The Story
Why it exists.
The beginning
The Parfums Intimes collection arrived in 2009, four fragrances inspired by the materials that made Victoria's Secret famous, cashmere, silk, satin, lace. Cashmere Vanilla Jasmine translated the softest of those fabrics into scent. Vanilla and jasmine are familiar territory, but cashmere wood was the twist, a material note that behaves more like a feeling than a fragrance.
Cashmere wood is the outlier here. It's a synthetic aromatic material designed to mimic the tactile sensation of the fabric, soft, slightly powdery, with a warmth that reads more like skin than wood.

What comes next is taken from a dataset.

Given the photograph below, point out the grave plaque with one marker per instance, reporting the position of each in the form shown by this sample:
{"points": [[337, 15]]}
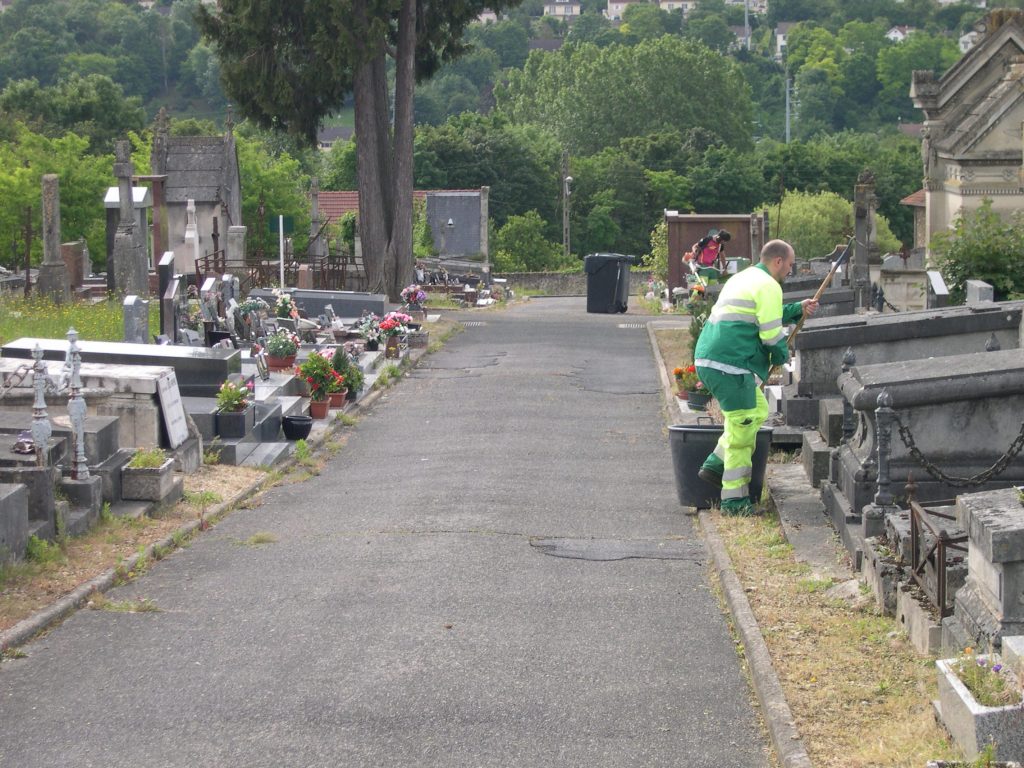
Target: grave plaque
{"points": [[174, 413]]}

Pairing it with vanilla creates a base that's sweet without being sticky. Jasmine keeps it from sliding into pure comfort, a slight green-floral lift that prevents it from flattening out. The three don't compete. They layer.
The evolution
The opening is all vanilla and jasmine together, warm and bright, no sharp edges. The jasmine arrives quickly but never dominates. Within the first thirty minutes, the cashmere wood announces itself: a soft, powdery presence that makes the whole composition feel cushioned, like fabric against skin. By hour two, the vanilla deepens. It becomes less sweet, more resinous, the kind of vanilla that remembers it came from a pod. The jasmine fades to a background whisper. What remains is warm, close, and quiet. At hour six or seven, on dry skin, it's a skin scent. Barely there. But on clothing, it lasts overnight. The cashmere wood seems to bond with fibers, the next morning, your sweater smells like the idea of comfort itself.
Cultural impact
Cashmere Vanilla Jasmine built a quiet cult following during its time on shelves. Its discontinuation in the early 2010s only intensified the devotion, the people still hunting it down are the same ones who wore it daily and never thought to explain why. It sits alongside Bare Vanilla as one of the most-requested discontinued scents in the brand's history.